Today was the attorney general's day. For three hours, Dominique Gaillardot ploughed through a severe indictment. And finally required that the rogue trader be sentenced to five years of prison and barred from any activity linked to a trading desk in the future. It is not within his responsibilities to ask for damages, the Attorney general said, but he went on to specify that, according to current legal provisions, the Court could see fit that Société Générale be compensated for the damages it suffered. Damages must be proven, however, and the jurisprudence might evolve, he added, leaving the door open to some change, and some hope for Kerviel.

But really, was it all worth it for the rogue trader? It seems somehow that the appeal trial was useless, as Dominique Gaillardot only based his indictment on data from the first trial. Maybe because “no witness supported the defense thesis that Société Générale “knew” what Kerviel was actually doing,” he stated. He spent most of his time pointing out the contradictions in the trader's defense. Because Kerviel maintains that the bank “knew” what he was doing (ie: hiding his real positions) “then why hide everything?” asked the attorney general ironically. Dominique Gaillardot repeatedly underlined the fact that Kerviel had willful intent when he faked emails and used false counterparts for his trades, as  when he made (false) charts for warrants and other instruments, in order to fool his superiors. “Do you think Société Générale would have spent so much time looking at charts and emails and reports if it knew that all of it was false," he boomed.

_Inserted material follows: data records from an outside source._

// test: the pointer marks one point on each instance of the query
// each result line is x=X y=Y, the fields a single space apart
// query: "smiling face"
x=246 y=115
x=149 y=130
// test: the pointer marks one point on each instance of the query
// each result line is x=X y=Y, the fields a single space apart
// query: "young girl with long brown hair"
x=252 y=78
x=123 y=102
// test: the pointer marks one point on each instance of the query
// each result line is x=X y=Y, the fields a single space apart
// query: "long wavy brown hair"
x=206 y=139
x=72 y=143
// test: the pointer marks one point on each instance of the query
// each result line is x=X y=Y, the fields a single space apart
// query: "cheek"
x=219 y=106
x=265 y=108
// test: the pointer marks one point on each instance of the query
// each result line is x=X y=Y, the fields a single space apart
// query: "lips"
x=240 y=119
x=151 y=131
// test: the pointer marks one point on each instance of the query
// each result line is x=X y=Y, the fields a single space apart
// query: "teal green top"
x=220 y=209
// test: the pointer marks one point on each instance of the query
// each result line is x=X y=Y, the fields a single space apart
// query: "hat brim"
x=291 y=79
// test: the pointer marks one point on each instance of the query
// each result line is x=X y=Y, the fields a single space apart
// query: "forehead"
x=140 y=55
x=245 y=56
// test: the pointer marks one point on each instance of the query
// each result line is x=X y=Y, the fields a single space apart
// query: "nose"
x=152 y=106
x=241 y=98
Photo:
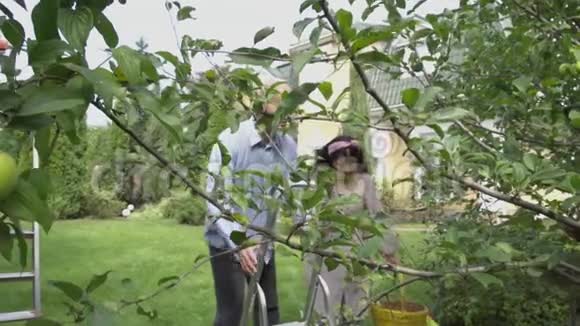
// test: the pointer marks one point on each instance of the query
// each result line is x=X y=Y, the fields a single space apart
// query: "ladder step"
x=9 y=277
x=27 y=234
x=18 y=316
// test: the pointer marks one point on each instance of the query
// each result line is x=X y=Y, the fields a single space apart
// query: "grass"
x=145 y=250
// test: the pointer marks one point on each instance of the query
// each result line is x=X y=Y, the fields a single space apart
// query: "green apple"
x=8 y=175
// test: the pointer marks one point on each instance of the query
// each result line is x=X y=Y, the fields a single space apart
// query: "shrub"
x=185 y=208
x=101 y=205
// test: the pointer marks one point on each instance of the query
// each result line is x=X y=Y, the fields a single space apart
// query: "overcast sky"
x=234 y=22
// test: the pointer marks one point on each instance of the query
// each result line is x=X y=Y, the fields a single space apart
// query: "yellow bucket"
x=388 y=317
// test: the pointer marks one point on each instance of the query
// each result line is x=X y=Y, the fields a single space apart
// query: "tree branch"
x=263 y=56
x=387 y=292
x=280 y=239
x=474 y=138
x=513 y=200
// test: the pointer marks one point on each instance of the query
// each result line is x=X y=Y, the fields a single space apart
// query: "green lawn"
x=145 y=251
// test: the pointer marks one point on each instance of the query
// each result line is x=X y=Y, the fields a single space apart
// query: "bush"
x=185 y=208
x=101 y=205
x=68 y=171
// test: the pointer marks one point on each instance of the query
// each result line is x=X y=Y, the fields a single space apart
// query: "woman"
x=345 y=155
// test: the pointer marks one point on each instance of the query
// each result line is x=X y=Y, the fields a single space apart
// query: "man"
x=253 y=147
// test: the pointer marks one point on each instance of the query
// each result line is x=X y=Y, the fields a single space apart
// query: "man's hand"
x=248 y=260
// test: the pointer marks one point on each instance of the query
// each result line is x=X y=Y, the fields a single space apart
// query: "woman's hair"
x=338 y=147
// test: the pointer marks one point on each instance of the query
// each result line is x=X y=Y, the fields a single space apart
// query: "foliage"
x=69 y=176
x=185 y=209
x=512 y=64
x=517 y=297
x=523 y=302
x=101 y=204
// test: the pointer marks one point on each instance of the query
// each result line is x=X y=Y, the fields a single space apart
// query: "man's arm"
x=224 y=227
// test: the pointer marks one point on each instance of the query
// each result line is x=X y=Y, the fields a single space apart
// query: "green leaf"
x=242 y=219
x=410 y=97
x=256 y=57
x=6 y=241
x=371 y=247
x=47 y=52
x=368 y=11
x=438 y=130
x=331 y=264
x=534 y=272
x=149 y=69
x=427 y=97
x=40 y=180
x=9 y=100
x=170 y=57
x=149 y=314
x=21 y=3
x=199 y=257
x=106 y=28
x=370 y=36
x=300 y=25
x=169 y=120
x=374 y=57
x=14 y=33
x=301 y=59
x=315 y=4
x=312 y=198
x=486 y=279
x=225 y=154
x=72 y=291
x=34 y=122
x=262 y=34
x=22 y=245
x=325 y=89
x=101 y=316
x=45 y=18
x=26 y=204
x=75 y=26
x=315 y=35
x=49 y=99
x=292 y=100
x=238 y=237
x=575 y=182
x=495 y=254
x=97 y=281
x=103 y=81
x=394 y=15
x=42 y=322
x=344 y=19
x=185 y=13
x=167 y=279
x=575 y=119
x=240 y=199
x=522 y=83
x=530 y=161
x=129 y=62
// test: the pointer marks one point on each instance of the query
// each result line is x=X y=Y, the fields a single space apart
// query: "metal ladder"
x=22 y=276
x=320 y=283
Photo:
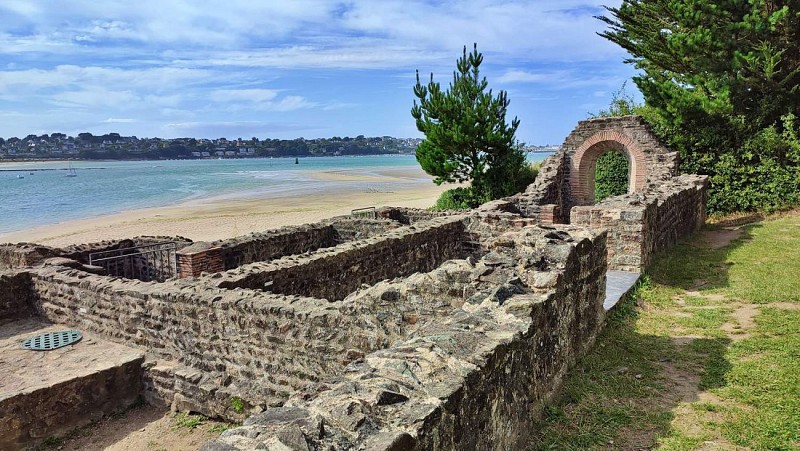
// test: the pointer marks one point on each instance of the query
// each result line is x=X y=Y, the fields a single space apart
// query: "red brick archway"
x=584 y=162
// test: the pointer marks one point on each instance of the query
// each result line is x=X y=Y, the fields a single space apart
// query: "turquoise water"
x=100 y=188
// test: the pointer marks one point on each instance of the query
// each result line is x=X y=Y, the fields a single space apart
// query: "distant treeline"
x=112 y=146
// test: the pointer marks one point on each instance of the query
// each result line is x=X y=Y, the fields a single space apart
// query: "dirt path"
x=143 y=428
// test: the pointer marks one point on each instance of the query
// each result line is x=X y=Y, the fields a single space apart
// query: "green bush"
x=454 y=199
x=764 y=174
x=611 y=175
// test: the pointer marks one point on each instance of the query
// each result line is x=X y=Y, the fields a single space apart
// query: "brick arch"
x=584 y=161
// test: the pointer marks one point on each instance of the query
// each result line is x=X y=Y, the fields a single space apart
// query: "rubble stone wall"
x=29 y=418
x=408 y=216
x=478 y=378
x=643 y=223
x=333 y=273
x=15 y=296
x=649 y=160
x=253 y=345
x=544 y=199
x=228 y=254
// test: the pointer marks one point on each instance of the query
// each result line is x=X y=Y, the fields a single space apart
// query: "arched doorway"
x=583 y=165
x=611 y=175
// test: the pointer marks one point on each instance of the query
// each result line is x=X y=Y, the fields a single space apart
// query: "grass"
x=703 y=355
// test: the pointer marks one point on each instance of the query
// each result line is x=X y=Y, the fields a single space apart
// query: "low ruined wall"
x=543 y=199
x=265 y=246
x=334 y=273
x=14 y=256
x=27 y=254
x=15 y=296
x=641 y=224
x=477 y=379
x=28 y=419
x=256 y=346
x=409 y=216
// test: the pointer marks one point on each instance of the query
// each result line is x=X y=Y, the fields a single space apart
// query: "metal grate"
x=148 y=262
x=52 y=340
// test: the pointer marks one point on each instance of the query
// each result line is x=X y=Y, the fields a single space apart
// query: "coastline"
x=227 y=216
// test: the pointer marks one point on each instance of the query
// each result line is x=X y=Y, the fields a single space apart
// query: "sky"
x=292 y=68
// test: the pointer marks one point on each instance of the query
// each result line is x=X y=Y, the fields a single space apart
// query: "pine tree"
x=722 y=78
x=466 y=134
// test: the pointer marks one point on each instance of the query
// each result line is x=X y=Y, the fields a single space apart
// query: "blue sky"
x=291 y=68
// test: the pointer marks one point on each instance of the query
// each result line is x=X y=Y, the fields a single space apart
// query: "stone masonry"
x=414 y=330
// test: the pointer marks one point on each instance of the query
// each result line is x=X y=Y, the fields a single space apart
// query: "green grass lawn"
x=704 y=355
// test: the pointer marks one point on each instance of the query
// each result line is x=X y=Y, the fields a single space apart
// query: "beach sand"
x=221 y=218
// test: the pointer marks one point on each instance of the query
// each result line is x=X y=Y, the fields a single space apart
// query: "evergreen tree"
x=466 y=134
x=722 y=81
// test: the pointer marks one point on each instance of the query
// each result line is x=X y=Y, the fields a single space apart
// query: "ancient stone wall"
x=23 y=254
x=643 y=223
x=335 y=272
x=256 y=346
x=543 y=199
x=409 y=216
x=265 y=246
x=648 y=159
x=15 y=296
x=478 y=378
x=26 y=419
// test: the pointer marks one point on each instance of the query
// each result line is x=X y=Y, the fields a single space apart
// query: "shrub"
x=454 y=199
x=611 y=175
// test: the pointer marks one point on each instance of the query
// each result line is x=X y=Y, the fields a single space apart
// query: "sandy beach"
x=220 y=218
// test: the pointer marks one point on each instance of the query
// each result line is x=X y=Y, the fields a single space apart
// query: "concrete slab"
x=47 y=393
x=618 y=284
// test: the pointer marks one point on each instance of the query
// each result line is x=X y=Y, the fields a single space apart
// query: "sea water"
x=45 y=196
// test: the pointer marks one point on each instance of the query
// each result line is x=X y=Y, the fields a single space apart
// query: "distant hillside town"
x=112 y=146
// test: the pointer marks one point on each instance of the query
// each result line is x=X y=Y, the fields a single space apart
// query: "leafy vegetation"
x=721 y=81
x=611 y=175
x=702 y=355
x=611 y=170
x=467 y=138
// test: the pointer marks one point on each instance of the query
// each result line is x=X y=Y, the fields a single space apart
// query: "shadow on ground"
x=624 y=394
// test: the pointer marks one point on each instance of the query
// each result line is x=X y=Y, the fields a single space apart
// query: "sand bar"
x=226 y=217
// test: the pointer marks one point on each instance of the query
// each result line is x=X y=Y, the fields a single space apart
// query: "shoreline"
x=234 y=214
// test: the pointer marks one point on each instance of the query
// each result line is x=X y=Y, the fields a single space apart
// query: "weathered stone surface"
x=642 y=223
x=417 y=330
x=333 y=273
x=459 y=381
x=16 y=296
x=48 y=393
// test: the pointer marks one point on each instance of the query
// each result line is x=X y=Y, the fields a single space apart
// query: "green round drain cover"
x=52 y=340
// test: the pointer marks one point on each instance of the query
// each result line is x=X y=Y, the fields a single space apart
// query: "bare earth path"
x=143 y=428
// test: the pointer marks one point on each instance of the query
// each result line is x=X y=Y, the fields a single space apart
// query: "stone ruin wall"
x=643 y=223
x=544 y=200
x=477 y=378
x=228 y=254
x=16 y=296
x=292 y=240
x=334 y=273
x=214 y=344
x=409 y=216
x=469 y=325
x=649 y=160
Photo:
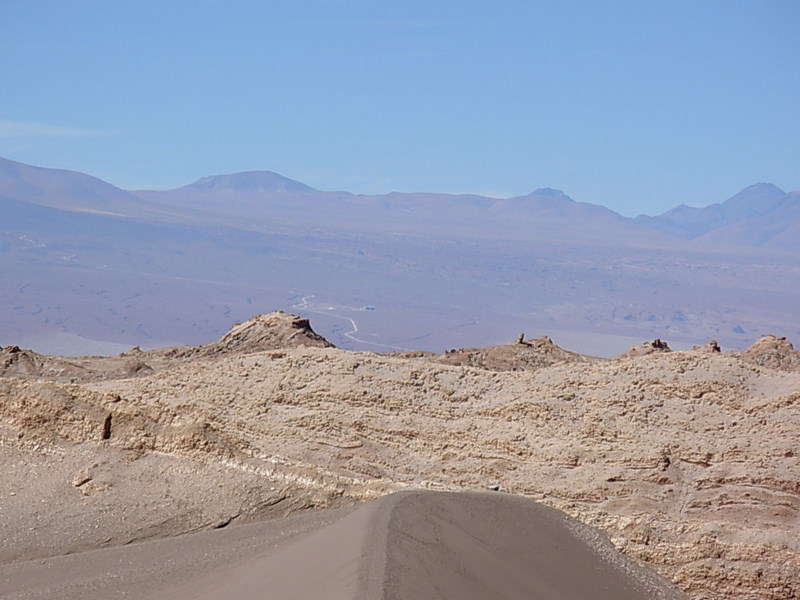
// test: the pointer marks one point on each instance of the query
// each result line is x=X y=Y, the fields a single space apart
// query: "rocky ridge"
x=688 y=460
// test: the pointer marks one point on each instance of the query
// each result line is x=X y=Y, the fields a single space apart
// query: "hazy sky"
x=637 y=105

Calling Kerviel a  “manipulator” and a “pervert," the attorney general went on to say that the trader “shouldn't see his responsibility alleviated simply because it came to light that risk-control at Société Générale was less than perfect. Nor should Kerviel's responsibility be reduced because of any specific financial environment,” he added. “Neither the financial system nor any bank need somebody like Mr. Kerviel,” he concluded.

Bowing his head, Kerviel was taking notes for the whole time the attorney general was painstakingly going through his speech, spiced with words like “pending futures” — pronounced “paindingue” or “options” — pronounced “opshions.” No doubt that he will give them to help his lawyer tomorrow.